While there are treatments for malaria, the main drug, artemisinin, is becoming less and less effective against a particularly deadly malaria-causing parasite called Plasmodium falciparum.

To better understand this drug resistance, a group of researchers, including those from the USF College of Public Health (COPH), set out to examine the genetic changes that occur in parasites treated with antimalarial drugs.

Rings of Plasmodium falciparum in a thin blood smear. Photo courtesy of the CDC

Their research, “Chemogenomic Profiling of a Plasmodium falciparum Transposon Mutant Library Reveals Shared Effects of Dihydroartemisinin and Bortezomib on Lipid Metabolism and Exported Proteins,” was published in June in the journal Microbiology Spectrum.

“Artemisinin works by causing damage to the parasite through a process involving a substance called heme, which is released when the parasite digests hemoglobin,” explained lead author Camilla Valente Pires, a postdoctoral scholar at the COPH’s Center for Global Health and Inter-Disciplinary Research who works in the lab of Dr. John Adams.  Adams is a malaria expert and a co-author of the paper. “However, the specific genetic changes that lead to resistance to artemisinin are complex and not yet fully understood,” Pires added. “That’s why, in this study, we took a systematic approach to study the genes responsible for how the malaria parasite responds to the oxidative stress caused by antimalarial drugs.”

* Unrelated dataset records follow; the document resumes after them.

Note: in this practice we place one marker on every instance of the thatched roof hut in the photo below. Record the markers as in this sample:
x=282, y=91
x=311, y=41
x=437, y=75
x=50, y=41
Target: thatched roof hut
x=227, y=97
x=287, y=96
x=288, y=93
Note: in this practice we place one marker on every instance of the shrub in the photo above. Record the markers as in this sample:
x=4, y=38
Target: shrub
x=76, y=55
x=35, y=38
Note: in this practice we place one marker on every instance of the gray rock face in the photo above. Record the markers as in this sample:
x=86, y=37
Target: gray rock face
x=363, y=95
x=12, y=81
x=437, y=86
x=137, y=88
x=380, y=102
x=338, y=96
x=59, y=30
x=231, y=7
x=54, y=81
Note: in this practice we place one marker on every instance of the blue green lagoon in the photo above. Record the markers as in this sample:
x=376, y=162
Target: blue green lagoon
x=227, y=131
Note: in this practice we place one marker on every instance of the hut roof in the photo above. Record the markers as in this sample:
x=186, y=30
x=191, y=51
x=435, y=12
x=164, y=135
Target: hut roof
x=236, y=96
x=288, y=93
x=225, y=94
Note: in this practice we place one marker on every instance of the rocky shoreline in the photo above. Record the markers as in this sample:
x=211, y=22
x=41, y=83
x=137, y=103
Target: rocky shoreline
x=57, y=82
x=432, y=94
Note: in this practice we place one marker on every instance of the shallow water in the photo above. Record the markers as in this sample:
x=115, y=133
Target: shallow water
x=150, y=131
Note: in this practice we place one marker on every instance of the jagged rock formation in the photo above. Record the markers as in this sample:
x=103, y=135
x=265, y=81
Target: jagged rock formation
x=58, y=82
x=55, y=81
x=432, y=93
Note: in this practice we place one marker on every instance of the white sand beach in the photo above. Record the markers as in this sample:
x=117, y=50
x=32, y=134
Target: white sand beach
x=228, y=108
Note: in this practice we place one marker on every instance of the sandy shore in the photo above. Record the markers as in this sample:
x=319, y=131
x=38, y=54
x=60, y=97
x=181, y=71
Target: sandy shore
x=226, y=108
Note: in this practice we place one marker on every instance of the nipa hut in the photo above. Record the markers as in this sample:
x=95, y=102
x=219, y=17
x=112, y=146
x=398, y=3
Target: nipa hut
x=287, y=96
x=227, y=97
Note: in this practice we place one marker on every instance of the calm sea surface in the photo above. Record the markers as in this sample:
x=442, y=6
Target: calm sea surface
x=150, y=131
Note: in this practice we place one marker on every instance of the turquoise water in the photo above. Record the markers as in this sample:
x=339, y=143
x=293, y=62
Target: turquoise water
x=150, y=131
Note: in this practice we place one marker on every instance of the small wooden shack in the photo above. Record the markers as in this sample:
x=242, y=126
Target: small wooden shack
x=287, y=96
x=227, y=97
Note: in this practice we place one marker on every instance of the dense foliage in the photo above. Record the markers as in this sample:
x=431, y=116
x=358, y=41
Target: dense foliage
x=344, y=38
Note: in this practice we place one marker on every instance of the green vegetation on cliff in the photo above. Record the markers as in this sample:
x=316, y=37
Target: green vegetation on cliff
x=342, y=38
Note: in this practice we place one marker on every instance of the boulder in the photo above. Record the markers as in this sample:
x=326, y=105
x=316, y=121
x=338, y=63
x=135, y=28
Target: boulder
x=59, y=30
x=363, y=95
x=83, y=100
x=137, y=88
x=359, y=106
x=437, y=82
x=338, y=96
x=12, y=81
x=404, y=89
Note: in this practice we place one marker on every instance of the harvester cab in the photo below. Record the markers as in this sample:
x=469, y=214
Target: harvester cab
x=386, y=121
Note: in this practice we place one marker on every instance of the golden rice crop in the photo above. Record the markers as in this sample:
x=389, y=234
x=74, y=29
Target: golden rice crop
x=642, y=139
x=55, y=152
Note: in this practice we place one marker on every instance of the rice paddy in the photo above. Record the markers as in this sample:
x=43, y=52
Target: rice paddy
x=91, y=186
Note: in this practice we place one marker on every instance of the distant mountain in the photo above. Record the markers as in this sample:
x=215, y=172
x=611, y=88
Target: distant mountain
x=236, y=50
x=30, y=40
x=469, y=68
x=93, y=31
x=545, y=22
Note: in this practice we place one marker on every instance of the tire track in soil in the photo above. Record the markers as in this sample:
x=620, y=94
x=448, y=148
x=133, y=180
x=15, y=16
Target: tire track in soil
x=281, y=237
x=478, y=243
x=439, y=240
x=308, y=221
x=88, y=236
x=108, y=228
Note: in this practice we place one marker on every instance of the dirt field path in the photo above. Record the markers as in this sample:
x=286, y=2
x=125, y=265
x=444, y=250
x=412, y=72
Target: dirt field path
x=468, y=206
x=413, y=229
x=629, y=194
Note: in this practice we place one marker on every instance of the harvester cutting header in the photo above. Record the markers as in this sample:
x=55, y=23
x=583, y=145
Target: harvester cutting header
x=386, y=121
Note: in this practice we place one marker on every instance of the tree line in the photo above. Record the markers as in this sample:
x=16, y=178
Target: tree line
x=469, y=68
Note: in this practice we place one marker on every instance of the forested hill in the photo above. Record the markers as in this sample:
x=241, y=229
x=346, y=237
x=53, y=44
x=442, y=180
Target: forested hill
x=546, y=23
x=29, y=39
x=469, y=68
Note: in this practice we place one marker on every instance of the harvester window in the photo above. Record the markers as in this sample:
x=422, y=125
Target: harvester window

The researchers, who, in addition to the team from the COPH, included scientists from USF’s Morsani College of Medicine, the University of Notre Dame, the University of Glasgow and the University of Cambridge, tested a group of genetically modified malaria parasites using a drug called dihydroartemisinin (DHA), which is similar to artemisinin, and another drug called bortezomib (BTZ), which blocks a specific process in the parasite. This allowed the scientists to create profiles of how the genes in the parasites interacted with the drugs. 

Photo source: Canva

By comparing the response of the genetically modified parasites to the drugs, the researchers said they could better understand the parasite’s response—or lack of it—to artemisinin.

“We found that lipid metabolism and the export of proteins played important roles in how the parasites reacted to the drugs,” Pires said. “Surprisingly, we discovered that specific factors involved in protein export were significant differences between how DHA and BTZ worked.”

Pires said that by understanding these factors, scientists can gain insights into how the drugs work and how the parasite interacts with them.

“In the future, additional studies can build upon our findings and confirm the specific ways in which these factors interact,” Pires stated. “This will help us deepen our understanding of how the parasite responds to artemisinin and aid in the development of effective combinations of drugs for treating malaria.”